Vacuum Decay: A sudden end
Heat Death would kill the universe slowly and softly, while the Big Rip is a much swifter assassin. But if you’re looking for the fastest end to existence, Vacuum Decay is the cosmic Doomsday for you.
“I have a special place in my heart for Vacuum Decay,” Mack said. “Partly, because it’s just so out of left field and such a bizarre possibility that has only really been very seriously talked about in the last few years.”
“But also because it’s quick and painless and you don’t notice it,” she added. “So that’s nice.”
This outcome is a bit of a dark horse, though its profile has been raised thanks to the recent discovery of the Higgs boson particle by the Large Hadron Collider in Switzerland. One of the implications of this breakthrough is that our reality may not be all that fundamentally stable in ways that could have rather abrupt consequences for life, the universe, and everything.
The universe could be a “true vacuum,” which means that objects in it are always able to find their lowest energy state, creating some level of cosmic stability. However, the Higgs field appears to be “metastable,” which raises the possibility that the universe may be a false vacuum.
Theoretically, this means that if the Higgs particle were to sense a true vacuum, it would be attracted to that environment. This is very bad for us, because it would trigger the spontaneous destruction of the universe in what Mack calls “a bubble of quantum death.”
Unlike the creeping dread of the Heat Death or the Big Rip, the Vacuum Decay apocalypse would kill us all in a snap. The death bubble would simply expand its borders at the speed of light, incinerating everything in its path with ruthless efficiency.
“In terms of the aesthetics of it, or the practical implications of what actually happens to you, maybe vacuum decay is a nicer option,” compared to the Heat Death or the Big Rip, Mack said.
In principle, Vacuum Decay could happen at any time, but cosmologists think it is far more likely to happen tens of billions of years into the future, similar to the other end-times scenarios. We will need to keep pushing the boundaries of particle physics and cosmology in order to develop the idea, but it’s not considered a probable end to the universe at this time.
“It’s just a super fun thing to work on because the implications are so big,” Mack said. “We can learn a lot about our cosmos by assuming that it could happen.”
*****
The universe will likely continue to exist for several hundred billion years to come.

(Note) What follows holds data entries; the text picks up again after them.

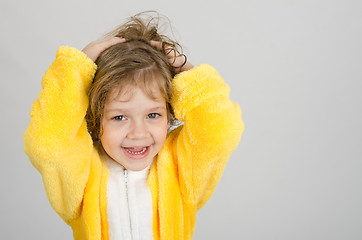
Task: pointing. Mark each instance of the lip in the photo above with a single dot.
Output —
(137, 156)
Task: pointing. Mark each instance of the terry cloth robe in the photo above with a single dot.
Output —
(183, 175)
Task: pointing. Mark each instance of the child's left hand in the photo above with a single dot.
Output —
(177, 60)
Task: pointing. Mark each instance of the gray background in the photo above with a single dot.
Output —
(293, 66)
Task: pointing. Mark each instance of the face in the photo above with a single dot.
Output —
(134, 127)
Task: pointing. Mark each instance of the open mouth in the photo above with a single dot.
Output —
(136, 152)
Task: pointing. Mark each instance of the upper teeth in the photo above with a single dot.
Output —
(140, 152)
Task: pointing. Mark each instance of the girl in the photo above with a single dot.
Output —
(98, 135)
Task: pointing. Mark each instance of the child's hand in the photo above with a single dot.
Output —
(94, 49)
(177, 60)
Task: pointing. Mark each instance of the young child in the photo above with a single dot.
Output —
(98, 135)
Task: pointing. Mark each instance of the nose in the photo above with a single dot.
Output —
(138, 130)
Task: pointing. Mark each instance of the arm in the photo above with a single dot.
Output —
(211, 131)
(56, 139)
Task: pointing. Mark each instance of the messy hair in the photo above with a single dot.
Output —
(134, 63)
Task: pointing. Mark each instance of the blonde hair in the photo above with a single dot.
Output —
(133, 63)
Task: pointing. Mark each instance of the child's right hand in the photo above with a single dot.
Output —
(94, 49)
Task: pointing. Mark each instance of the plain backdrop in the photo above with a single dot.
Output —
(293, 66)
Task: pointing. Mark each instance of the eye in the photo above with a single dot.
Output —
(153, 115)
(119, 118)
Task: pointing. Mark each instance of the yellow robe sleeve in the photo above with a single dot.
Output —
(212, 130)
(56, 140)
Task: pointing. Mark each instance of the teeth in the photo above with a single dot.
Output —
(136, 153)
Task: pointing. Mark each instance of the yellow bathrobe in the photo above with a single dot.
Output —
(183, 176)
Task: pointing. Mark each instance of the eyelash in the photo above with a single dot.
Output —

But thinking about its ultimate end seems particularly resonant in 2020, a year that has taken on its own identity of apocalyptic mayhem.
It’s understandable to be exhausted by the horrors of the Covid-19 pandemic and the economic devastation it has wrought, or by the rapid onset of climate change with its myriad disasters, or by the threat of authoritarian leaders and brutal state violence.
Reading about the ultimate death of the universe may not assuage those fears, but it will immerse you in the astonishing weirdness of our wider surroundings, and remind you of the ingenuity of scientists who have spent centuries trying to read the cosmic tea leaves.
“There is a kind of luxury about being able to think about things that are disconnected from you and not just everyday survival,” Mack said. “It’s real and it’s destructive and everything is torn apart, but maybe that’s a way to displace some of the feelings of angst and desperation that you might have in daily life.”